Par quelle ferveur religieuse les souverains du Royaume des Asturies sont-ils devenus de grands bâtisseurs ? Qui la chapelle palatine, Cámara Santa accumulant d’improbables reliques, suffisamment incroyables pour pousser des pèlerins toujours plus loin vers un non moins improbable Salut auprès de l’Apôtre de Galice. Qui San Julián de los Prados, offrant aux visiteurs chrétiens, amis d’Alphonse II le Chaste[1], la représentation imagée du lieu où ce Salut conduirait nos pèlerins. D’ailleurs, on ne saurait dire si cet ensemble aniconique, comme un reflet de celui de l’ineffable mosquée des Omeyyades de Damas, est davantage inspiré par la folie iconoclaste des Byzantins que par l’espoir de voir descendre un jour (improbable) une Jérusalem céleste. Brillant roi des Asturies, croyais-tu vraiment qu’une messe dite avant ton départ au combat aurait, en cette église, préparée le retour de ton Dieu ? Sans doute, puisque tes successeurs seront portés par le même élan de conquête.

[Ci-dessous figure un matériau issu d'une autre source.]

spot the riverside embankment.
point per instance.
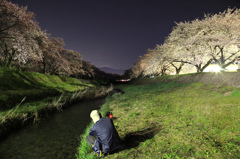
(26, 97)
(184, 116)
(53, 138)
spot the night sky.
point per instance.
(114, 33)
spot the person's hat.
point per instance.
(95, 116)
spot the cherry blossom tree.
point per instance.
(18, 32)
(186, 47)
(221, 36)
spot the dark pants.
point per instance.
(90, 140)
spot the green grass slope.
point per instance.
(174, 120)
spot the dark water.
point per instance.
(54, 138)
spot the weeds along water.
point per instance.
(172, 120)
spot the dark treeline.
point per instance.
(24, 46)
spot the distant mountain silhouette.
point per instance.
(112, 70)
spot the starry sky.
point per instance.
(114, 33)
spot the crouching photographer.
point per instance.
(103, 136)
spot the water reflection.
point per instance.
(56, 137)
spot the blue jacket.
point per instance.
(107, 137)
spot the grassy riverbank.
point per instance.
(27, 96)
(172, 120)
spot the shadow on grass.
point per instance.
(133, 139)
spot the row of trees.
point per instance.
(195, 44)
(23, 45)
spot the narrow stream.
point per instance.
(54, 138)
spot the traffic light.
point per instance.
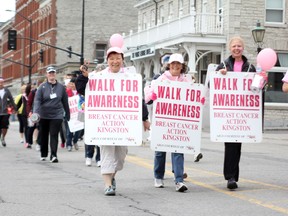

Sûr de son destin, Ramiro I fit construire son palais d’été sur le mont Naranco. Merveille des merveilles, chapelle palatine accrochée au flanc d’une montagne, œuvre improbable à l’heure où l’islam des lumières fixait à Cordoue la capitale de son califat. Ouvert à l’Orient et à l’Occident par des tribunes aux baies tripartites, ce palais fusionne les fonctions aulique et religieuse, si bien qu’il est tout autant voué à son monarque qu’à Santa Maria. Qui es-tu roi des Asturies ? le bras armé de Dieu ? qui crois-tu incarner ? un Kristos, un oint du seigneur ? Est-ce avec une intention particulière que tu érigeais à Lillo une église consacrée à l’archange de l’économie de la fin des temps ? Certes, le Commentaire de l’Apocalypse de Beatus de Liébana engageait déjà les chrétiens d’Espagne sur le chemin de la Reconquista, lancée par l’ancêtre vainqueur des musulmans à Covadonga[2], Pélage I, qui recevait de quelques improbables anges une croix de victoire en guise de labarum.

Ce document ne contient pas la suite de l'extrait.